Apnalaya works in the most underserved and marginalised slum settlements in the city of Mumbai. The young girls of Shivaji Nagar in particular, have had the odds stacked against them – with gender and social norms restricting their education, their movement, their attire and every aspect of their lives.
To empower adolescent girls through imparting training on Life Skills, Apnalaya launched a programme, Khula Aasman, in 2016 where All-Girl Kabaddi teams are formed and coached by mentors from the community. This programme has seen enthusiastic participation from the young women of Shivaji Nagar, who continue to break gender stereotypes and reclaim public space. Khula Aasmaan not only targets the girls themselves, but also their families and the wider ecosystem in the community to break social barriers and normalise a regular youth activity, which is ‘play’.
“In the community, when we spoke to parents regarding Kabaddi, they stated that it should not be played in this community, that girls shouldn’t be playing sports. We faced a lot of resistance, even if the mother and brother agreed, the father would not, but we are trying our best to change that,” Farheen, a Khula Aasmaan mentor said.

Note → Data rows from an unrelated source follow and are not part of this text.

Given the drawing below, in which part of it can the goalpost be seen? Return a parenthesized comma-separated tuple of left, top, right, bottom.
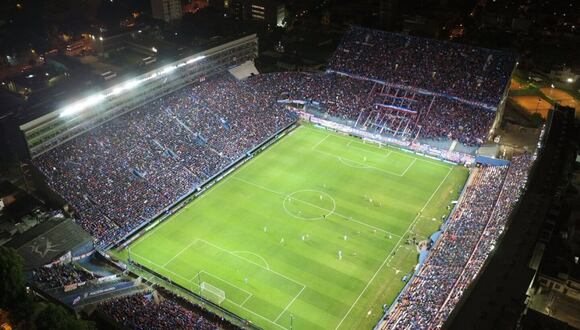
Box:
(363, 137, 384, 148)
(200, 282, 226, 304)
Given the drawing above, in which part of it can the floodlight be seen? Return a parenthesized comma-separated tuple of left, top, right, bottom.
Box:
(110, 87, 124, 96)
(186, 55, 205, 64)
(124, 79, 141, 90)
(59, 93, 105, 117)
(59, 103, 83, 117)
(85, 93, 105, 106)
(160, 66, 177, 75)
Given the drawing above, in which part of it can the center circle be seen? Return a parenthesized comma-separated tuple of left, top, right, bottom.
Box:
(282, 190, 336, 221)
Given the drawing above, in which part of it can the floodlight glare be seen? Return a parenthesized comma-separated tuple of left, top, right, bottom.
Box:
(59, 103, 83, 117)
(85, 93, 106, 106)
(160, 66, 177, 75)
(186, 55, 205, 65)
(110, 87, 125, 96)
(124, 79, 141, 90)
(59, 93, 105, 117)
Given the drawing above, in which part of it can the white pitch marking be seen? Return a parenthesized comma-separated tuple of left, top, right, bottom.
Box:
(400, 159, 417, 177)
(334, 167, 453, 330)
(233, 176, 402, 238)
(274, 286, 306, 322)
(232, 251, 271, 270)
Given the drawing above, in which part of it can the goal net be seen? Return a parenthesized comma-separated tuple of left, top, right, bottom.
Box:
(200, 282, 226, 304)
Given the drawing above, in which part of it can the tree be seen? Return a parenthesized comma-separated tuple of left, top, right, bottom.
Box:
(0, 247, 94, 329)
(0, 247, 26, 309)
(35, 304, 95, 330)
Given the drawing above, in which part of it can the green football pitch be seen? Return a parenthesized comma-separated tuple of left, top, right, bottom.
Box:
(117, 125, 468, 330)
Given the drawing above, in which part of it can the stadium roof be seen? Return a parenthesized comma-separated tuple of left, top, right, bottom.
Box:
(6, 217, 93, 269)
(2, 33, 255, 125)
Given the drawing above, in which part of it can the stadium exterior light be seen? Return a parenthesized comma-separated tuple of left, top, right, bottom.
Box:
(124, 79, 141, 90)
(160, 66, 177, 75)
(59, 54, 206, 118)
(59, 93, 105, 117)
(186, 55, 205, 65)
(85, 93, 106, 106)
(110, 86, 125, 96)
(59, 103, 83, 117)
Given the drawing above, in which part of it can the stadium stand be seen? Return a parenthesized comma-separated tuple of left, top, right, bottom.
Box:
(328, 26, 517, 106)
(98, 290, 233, 330)
(245, 72, 497, 146)
(381, 153, 534, 329)
(31, 263, 96, 289)
(34, 73, 296, 247)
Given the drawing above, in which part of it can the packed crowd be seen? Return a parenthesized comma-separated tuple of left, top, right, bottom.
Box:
(99, 291, 227, 330)
(328, 26, 517, 106)
(35, 73, 296, 247)
(246, 72, 495, 145)
(32, 263, 96, 288)
(37, 54, 506, 247)
(413, 97, 495, 146)
(382, 154, 533, 329)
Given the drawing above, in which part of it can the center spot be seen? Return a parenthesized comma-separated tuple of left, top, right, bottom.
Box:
(282, 190, 336, 221)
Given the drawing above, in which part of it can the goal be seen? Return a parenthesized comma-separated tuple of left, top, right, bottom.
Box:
(200, 282, 226, 304)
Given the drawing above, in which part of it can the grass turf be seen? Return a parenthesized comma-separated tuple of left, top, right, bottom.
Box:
(117, 125, 468, 330)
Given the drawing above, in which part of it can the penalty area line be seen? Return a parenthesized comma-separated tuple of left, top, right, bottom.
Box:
(334, 167, 453, 330)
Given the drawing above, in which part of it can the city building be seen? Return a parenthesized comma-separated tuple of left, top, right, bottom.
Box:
(210, 0, 286, 27)
(151, 0, 183, 22)
(548, 66, 579, 84)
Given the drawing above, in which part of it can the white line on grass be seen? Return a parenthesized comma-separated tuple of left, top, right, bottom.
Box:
(232, 251, 271, 270)
(311, 134, 331, 150)
(400, 158, 417, 177)
(240, 293, 253, 306)
(198, 270, 253, 297)
(334, 167, 453, 330)
(314, 129, 451, 169)
(129, 249, 193, 284)
(313, 148, 406, 177)
(163, 240, 198, 266)
(132, 245, 301, 330)
(131, 249, 256, 305)
(232, 176, 402, 238)
(189, 272, 200, 282)
(344, 141, 393, 159)
(274, 286, 306, 323)
(198, 239, 306, 288)
(337, 157, 371, 169)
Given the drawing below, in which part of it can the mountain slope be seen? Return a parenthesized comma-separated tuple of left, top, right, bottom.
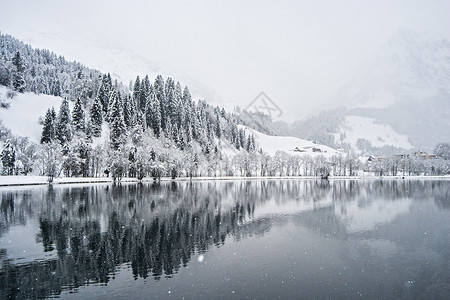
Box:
(333, 30, 450, 151)
(0, 87, 63, 142)
(239, 125, 342, 158)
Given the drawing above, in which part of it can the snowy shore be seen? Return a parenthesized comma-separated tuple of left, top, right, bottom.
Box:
(1, 175, 449, 187)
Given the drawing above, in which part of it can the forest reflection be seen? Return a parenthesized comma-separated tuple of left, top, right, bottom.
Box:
(0, 179, 448, 299)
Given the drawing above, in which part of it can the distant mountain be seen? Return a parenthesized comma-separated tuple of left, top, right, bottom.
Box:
(285, 29, 450, 152)
(341, 29, 450, 109)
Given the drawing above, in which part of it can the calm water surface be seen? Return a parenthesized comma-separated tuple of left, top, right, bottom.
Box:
(0, 180, 449, 299)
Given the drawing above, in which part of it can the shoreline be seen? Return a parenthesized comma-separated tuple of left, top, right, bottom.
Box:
(1, 175, 449, 187)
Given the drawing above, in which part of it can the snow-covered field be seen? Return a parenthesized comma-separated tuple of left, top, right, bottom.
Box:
(0, 86, 63, 142)
(338, 115, 413, 150)
(1, 175, 449, 188)
(239, 125, 342, 158)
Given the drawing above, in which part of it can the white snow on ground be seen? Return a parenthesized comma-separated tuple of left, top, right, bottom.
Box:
(0, 87, 64, 142)
(0, 176, 110, 186)
(238, 125, 342, 158)
(338, 115, 413, 149)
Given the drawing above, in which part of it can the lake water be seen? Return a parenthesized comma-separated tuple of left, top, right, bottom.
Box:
(0, 179, 449, 299)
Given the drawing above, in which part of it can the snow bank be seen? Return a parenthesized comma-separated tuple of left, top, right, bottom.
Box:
(339, 115, 413, 149)
(0, 87, 63, 142)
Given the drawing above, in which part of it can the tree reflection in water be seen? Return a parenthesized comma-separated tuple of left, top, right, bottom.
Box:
(0, 180, 448, 299)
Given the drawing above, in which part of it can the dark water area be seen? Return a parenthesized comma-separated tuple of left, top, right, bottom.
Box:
(0, 179, 449, 299)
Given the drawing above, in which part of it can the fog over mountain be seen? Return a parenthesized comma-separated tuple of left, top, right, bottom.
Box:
(1, 0, 450, 122)
(337, 29, 450, 150)
(271, 29, 450, 152)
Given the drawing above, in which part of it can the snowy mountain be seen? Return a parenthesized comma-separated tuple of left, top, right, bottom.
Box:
(341, 29, 450, 108)
(333, 29, 450, 151)
(337, 115, 413, 150)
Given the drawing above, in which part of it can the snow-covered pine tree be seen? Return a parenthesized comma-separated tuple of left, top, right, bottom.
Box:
(98, 74, 111, 113)
(165, 116, 173, 142)
(56, 98, 72, 146)
(85, 118, 93, 141)
(139, 75, 150, 113)
(128, 146, 137, 178)
(215, 113, 222, 139)
(12, 51, 26, 92)
(144, 86, 154, 129)
(72, 98, 85, 133)
(151, 95, 162, 137)
(12, 51, 25, 72)
(75, 138, 91, 177)
(41, 107, 56, 143)
(173, 82, 183, 124)
(165, 78, 180, 128)
(123, 94, 131, 128)
(109, 90, 127, 150)
(154, 75, 166, 130)
(90, 96, 103, 137)
(1, 140, 16, 175)
(171, 123, 180, 147)
(239, 128, 247, 149)
(190, 105, 199, 140)
(230, 124, 238, 149)
(133, 75, 140, 104)
(126, 94, 138, 129)
(246, 134, 255, 153)
(182, 86, 192, 106)
(185, 124, 193, 145)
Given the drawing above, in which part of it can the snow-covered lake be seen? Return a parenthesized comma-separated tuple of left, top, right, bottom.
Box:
(0, 180, 448, 299)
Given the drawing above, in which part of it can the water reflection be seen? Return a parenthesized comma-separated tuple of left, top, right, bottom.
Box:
(0, 180, 448, 299)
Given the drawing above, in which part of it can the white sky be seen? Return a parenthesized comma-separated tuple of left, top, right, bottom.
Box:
(1, 0, 449, 121)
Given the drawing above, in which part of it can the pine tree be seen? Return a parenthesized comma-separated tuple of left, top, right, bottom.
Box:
(12, 51, 26, 92)
(185, 124, 193, 145)
(90, 96, 103, 137)
(154, 75, 166, 130)
(122, 95, 131, 128)
(41, 107, 56, 143)
(127, 95, 138, 129)
(166, 85, 179, 122)
(139, 75, 150, 113)
(1, 140, 16, 175)
(231, 124, 238, 148)
(72, 98, 85, 133)
(239, 128, 246, 149)
(133, 75, 140, 103)
(173, 82, 183, 124)
(151, 95, 162, 137)
(56, 98, 72, 145)
(98, 74, 111, 113)
(215, 113, 222, 138)
(246, 134, 255, 153)
(109, 90, 127, 150)
(76, 139, 91, 177)
(182, 86, 192, 105)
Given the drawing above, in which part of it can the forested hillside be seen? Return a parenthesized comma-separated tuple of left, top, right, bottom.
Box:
(0, 32, 259, 179)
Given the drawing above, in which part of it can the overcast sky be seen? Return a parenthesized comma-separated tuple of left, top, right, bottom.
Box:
(1, 0, 449, 121)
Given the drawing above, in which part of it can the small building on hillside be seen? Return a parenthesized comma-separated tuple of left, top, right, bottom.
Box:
(413, 151, 436, 160)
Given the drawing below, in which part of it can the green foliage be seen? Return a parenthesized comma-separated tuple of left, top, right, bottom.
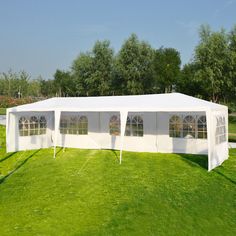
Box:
(153, 47, 181, 93)
(178, 24, 236, 105)
(229, 115, 236, 133)
(0, 108, 6, 115)
(194, 25, 231, 102)
(116, 34, 154, 95)
(90, 40, 114, 95)
(176, 63, 205, 98)
(228, 26, 236, 100)
(0, 71, 46, 99)
(0, 125, 236, 235)
(54, 70, 75, 96)
(72, 40, 114, 96)
(0, 70, 30, 97)
(39, 79, 55, 97)
(72, 52, 93, 96)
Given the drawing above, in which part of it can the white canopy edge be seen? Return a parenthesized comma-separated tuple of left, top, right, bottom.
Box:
(7, 107, 226, 113)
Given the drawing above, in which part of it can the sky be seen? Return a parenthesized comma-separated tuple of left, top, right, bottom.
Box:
(0, 0, 235, 79)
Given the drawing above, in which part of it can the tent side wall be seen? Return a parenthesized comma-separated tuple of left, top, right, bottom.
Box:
(56, 111, 208, 154)
(6, 110, 16, 153)
(7, 107, 228, 172)
(56, 112, 102, 150)
(156, 112, 208, 155)
(208, 108, 228, 171)
(7, 111, 54, 152)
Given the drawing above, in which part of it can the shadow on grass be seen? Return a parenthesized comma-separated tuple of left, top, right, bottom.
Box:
(0, 152, 17, 163)
(0, 149, 40, 185)
(54, 147, 63, 157)
(110, 149, 119, 162)
(178, 153, 208, 170)
(100, 149, 120, 163)
(213, 168, 236, 185)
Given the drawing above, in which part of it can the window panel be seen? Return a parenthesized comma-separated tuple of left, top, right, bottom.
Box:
(109, 115, 120, 136)
(169, 115, 182, 138)
(183, 115, 196, 138)
(197, 116, 207, 139)
(215, 115, 226, 144)
(19, 115, 47, 136)
(169, 114, 207, 139)
(59, 114, 88, 135)
(121, 115, 144, 137)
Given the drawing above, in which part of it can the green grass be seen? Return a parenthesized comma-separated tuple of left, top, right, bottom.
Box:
(0, 108, 6, 115)
(229, 116, 236, 142)
(0, 125, 236, 235)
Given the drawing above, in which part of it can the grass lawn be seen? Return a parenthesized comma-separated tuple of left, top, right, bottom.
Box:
(0, 126, 236, 235)
(0, 108, 6, 115)
(229, 116, 236, 142)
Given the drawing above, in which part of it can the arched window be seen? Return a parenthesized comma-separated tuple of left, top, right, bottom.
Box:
(69, 116, 77, 134)
(125, 115, 143, 137)
(78, 116, 88, 135)
(132, 116, 143, 136)
(183, 115, 196, 138)
(60, 117, 69, 134)
(59, 114, 88, 135)
(215, 115, 226, 144)
(39, 116, 47, 135)
(19, 115, 47, 136)
(169, 115, 182, 138)
(109, 115, 120, 136)
(125, 116, 131, 136)
(19, 116, 29, 136)
(30, 116, 39, 135)
(197, 116, 207, 139)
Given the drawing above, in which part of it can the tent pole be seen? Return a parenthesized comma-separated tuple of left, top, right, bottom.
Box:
(206, 109, 212, 171)
(53, 110, 61, 158)
(6, 110, 10, 153)
(119, 111, 128, 164)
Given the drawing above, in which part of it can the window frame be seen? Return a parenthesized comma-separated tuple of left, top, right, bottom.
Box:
(109, 115, 120, 136)
(59, 113, 88, 135)
(183, 115, 196, 139)
(169, 115, 182, 138)
(197, 116, 207, 139)
(18, 115, 47, 137)
(169, 114, 208, 140)
(125, 115, 144, 137)
(215, 115, 226, 144)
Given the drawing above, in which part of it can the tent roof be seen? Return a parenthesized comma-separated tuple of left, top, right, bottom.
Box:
(8, 93, 227, 113)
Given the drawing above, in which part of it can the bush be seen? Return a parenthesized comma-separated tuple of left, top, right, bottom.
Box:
(0, 96, 37, 108)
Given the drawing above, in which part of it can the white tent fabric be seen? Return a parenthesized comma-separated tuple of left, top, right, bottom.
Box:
(7, 93, 225, 112)
(6, 93, 228, 171)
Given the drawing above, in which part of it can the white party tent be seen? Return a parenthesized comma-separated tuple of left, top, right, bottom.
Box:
(6, 93, 228, 171)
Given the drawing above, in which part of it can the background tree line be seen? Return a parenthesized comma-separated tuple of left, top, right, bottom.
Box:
(0, 24, 236, 109)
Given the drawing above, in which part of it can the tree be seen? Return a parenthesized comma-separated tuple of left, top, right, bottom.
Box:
(176, 63, 205, 98)
(72, 52, 93, 96)
(39, 79, 55, 97)
(72, 40, 114, 96)
(0, 70, 30, 97)
(228, 25, 236, 101)
(89, 40, 114, 96)
(152, 47, 181, 93)
(116, 34, 154, 95)
(194, 25, 230, 102)
(54, 70, 75, 96)
(28, 78, 42, 97)
(18, 71, 30, 97)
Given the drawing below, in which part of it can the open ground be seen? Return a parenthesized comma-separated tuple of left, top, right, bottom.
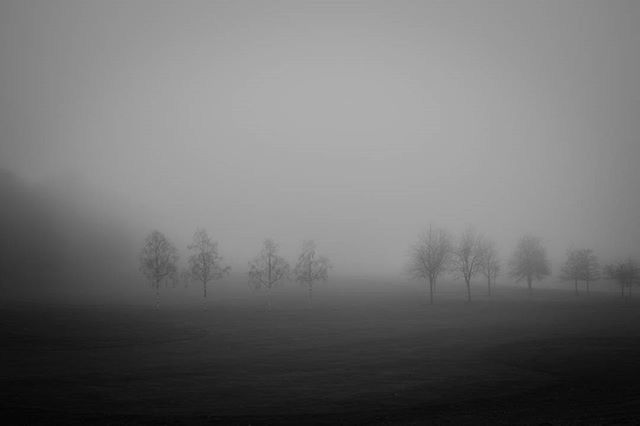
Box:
(3, 283, 640, 425)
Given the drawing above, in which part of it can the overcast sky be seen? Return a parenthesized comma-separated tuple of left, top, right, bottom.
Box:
(1, 0, 639, 277)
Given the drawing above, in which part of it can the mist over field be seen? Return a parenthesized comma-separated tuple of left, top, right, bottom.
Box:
(2, 0, 640, 300)
(1, 1, 640, 424)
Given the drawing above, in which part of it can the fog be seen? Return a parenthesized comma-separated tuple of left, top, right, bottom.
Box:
(1, 0, 639, 300)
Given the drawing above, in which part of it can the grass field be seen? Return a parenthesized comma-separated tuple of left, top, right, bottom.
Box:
(3, 284, 640, 424)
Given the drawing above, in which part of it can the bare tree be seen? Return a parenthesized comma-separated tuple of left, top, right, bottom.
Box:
(582, 249, 600, 294)
(408, 226, 452, 305)
(248, 239, 290, 310)
(560, 248, 601, 296)
(453, 227, 484, 302)
(179, 267, 193, 288)
(560, 249, 583, 296)
(139, 230, 179, 309)
(293, 240, 330, 307)
(509, 235, 550, 296)
(605, 258, 638, 297)
(479, 238, 500, 296)
(187, 228, 230, 308)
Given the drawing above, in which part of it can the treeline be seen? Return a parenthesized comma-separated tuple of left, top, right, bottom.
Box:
(407, 225, 639, 304)
(140, 229, 329, 309)
(139, 225, 640, 309)
(4, 169, 636, 306)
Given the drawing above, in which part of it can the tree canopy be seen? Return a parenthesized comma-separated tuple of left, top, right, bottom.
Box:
(509, 235, 550, 295)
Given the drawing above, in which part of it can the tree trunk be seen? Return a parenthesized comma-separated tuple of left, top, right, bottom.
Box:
(155, 286, 160, 310)
(428, 278, 434, 305)
(574, 279, 578, 296)
(621, 285, 625, 298)
(487, 276, 491, 297)
(202, 279, 208, 311)
(308, 262, 313, 308)
(586, 280, 590, 294)
(267, 289, 272, 311)
(527, 276, 532, 296)
(466, 279, 471, 302)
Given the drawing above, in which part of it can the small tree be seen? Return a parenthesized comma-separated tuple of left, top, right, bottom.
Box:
(560, 249, 583, 296)
(453, 228, 484, 302)
(139, 230, 179, 309)
(248, 239, 290, 310)
(581, 249, 600, 294)
(179, 267, 193, 288)
(509, 235, 550, 296)
(293, 240, 330, 307)
(187, 228, 230, 308)
(605, 259, 638, 297)
(479, 238, 500, 296)
(561, 248, 601, 296)
(408, 225, 452, 305)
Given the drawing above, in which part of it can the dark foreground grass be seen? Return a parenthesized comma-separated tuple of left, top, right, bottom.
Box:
(2, 286, 640, 425)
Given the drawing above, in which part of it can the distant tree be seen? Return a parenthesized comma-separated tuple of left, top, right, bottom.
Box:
(479, 238, 500, 296)
(139, 230, 179, 309)
(453, 227, 484, 302)
(560, 248, 601, 295)
(581, 249, 601, 294)
(509, 235, 550, 296)
(560, 249, 583, 296)
(179, 267, 193, 288)
(408, 226, 452, 305)
(293, 240, 330, 307)
(605, 259, 638, 297)
(187, 228, 230, 308)
(248, 239, 290, 310)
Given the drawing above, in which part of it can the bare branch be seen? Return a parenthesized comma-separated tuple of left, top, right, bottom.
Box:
(293, 240, 331, 305)
(139, 230, 179, 308)
(407, 225, 452, 304)
(452, 227, 484, 302)
(187, 228, 230, 300)
(248, 239, 290, 292)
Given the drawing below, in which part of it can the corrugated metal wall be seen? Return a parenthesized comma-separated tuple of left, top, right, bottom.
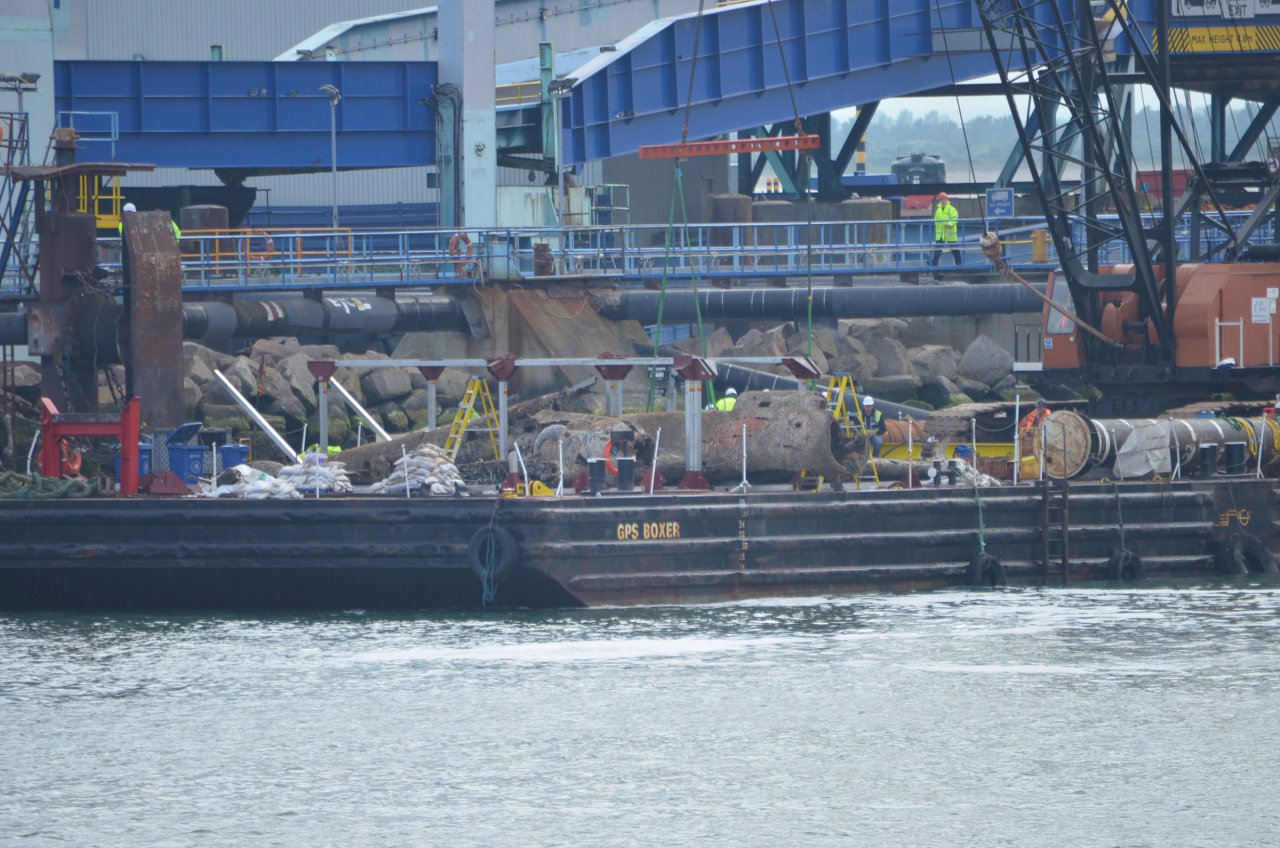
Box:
(72, 0, 417, 62)
(55, 0, 721, 212)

In this regard, Apnalaya’s CEO, Arun Kumar was part of a panel discussion on “Mitigating Backlash and Empowering adolescent girls” conducted by Dasra at Jharkhand on 15th November 2019.
“Apnalaya tries to ensure that the girls don’t have to face backlash alone by creating a supportive ecosystem and working with all stakeholders involved,” said Arun Kumar, during the panel discussion
The panel discussion took place at the dissemination of the Dasra 10to19 Community of Practice on Adolescents (CoP) first research report Action Reaction: Understanding and Overcoming Backlash Against Girls’ Exercise of Agency in India.’